Britain’s ex-colonies should be more grateful, says Tory leader hopeful
Robert Jenrick said Commonwealth nations owe Britain a "debt of gratitude" for promoting peace and prosperity.
LONDON — Britain’s former colonies should be thanking their old imperial masters rather than pressing for slavery reparations, the man hoping to lead Britain’s Conservative Party declared.
Tory leadership hopeful Robert Jenrick said many Commonwealth nations owe Britain a “debt of gratitude” for the democratic institutions they inherited after the U.K. handed over control.
Jenrick, who faces off against Kemi Badenoch for the Tory crown this weekend, acknowledged the British Empire was “complex” and “committed crimes on a terrible scale, including slavery, the displacement of peoples, and military aggression.”
But, writing in the Daily Mail, he said the U.K. should be “proud of its achievements” instead of feeling “crippling shame.”
“Former colonies recognized that the British system of governance was the best in the world for promoting peace and prosperity,” he said.
Jenrick’s comments come after 55 Commonwealth nations — the vast majority of which are former territories of the British Empire — agreed that “the time has come” for a conversation about reparatory justice for the Transatlantic slave trade.
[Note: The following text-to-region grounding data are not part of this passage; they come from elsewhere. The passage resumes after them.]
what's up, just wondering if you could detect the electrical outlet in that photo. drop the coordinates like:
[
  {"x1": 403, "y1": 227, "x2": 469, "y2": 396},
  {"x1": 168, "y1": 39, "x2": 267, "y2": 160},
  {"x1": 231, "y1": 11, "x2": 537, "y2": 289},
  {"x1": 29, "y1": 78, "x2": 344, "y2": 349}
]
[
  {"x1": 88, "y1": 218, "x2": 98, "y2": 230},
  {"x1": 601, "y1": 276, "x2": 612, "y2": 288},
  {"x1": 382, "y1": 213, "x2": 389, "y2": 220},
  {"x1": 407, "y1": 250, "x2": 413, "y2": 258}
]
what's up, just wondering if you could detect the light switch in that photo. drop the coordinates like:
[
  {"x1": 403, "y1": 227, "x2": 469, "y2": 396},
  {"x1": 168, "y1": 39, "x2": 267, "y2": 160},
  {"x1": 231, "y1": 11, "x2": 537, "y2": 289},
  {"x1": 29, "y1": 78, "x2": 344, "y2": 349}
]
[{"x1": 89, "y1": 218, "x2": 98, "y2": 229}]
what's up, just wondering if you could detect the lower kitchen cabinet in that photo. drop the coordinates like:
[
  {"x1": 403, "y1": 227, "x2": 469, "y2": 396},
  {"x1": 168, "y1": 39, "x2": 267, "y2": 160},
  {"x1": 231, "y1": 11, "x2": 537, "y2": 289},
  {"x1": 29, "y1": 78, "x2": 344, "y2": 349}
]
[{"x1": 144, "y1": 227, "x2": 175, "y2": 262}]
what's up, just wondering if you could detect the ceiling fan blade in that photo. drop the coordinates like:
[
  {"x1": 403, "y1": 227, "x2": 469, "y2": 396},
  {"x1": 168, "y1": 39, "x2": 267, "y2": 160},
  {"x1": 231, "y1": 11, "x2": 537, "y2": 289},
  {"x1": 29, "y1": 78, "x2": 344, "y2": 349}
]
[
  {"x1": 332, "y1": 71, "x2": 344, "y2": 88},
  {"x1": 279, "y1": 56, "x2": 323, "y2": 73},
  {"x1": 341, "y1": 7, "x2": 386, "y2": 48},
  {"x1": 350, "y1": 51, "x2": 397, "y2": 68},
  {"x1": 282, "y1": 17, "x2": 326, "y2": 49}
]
Prime Minister Keir Starmer has rejected the idea of reparations payments, prompting criticism from some members of his own party.
Wading into that row, Jenrick wrote Tuesday: “Many of our former colonies — amid the complex realities of Empire — owe us a debt of gratitude for the inheritance we left them.”
Jenrick’s comments may land well with a Conservative Party membership more right-wing than the general public.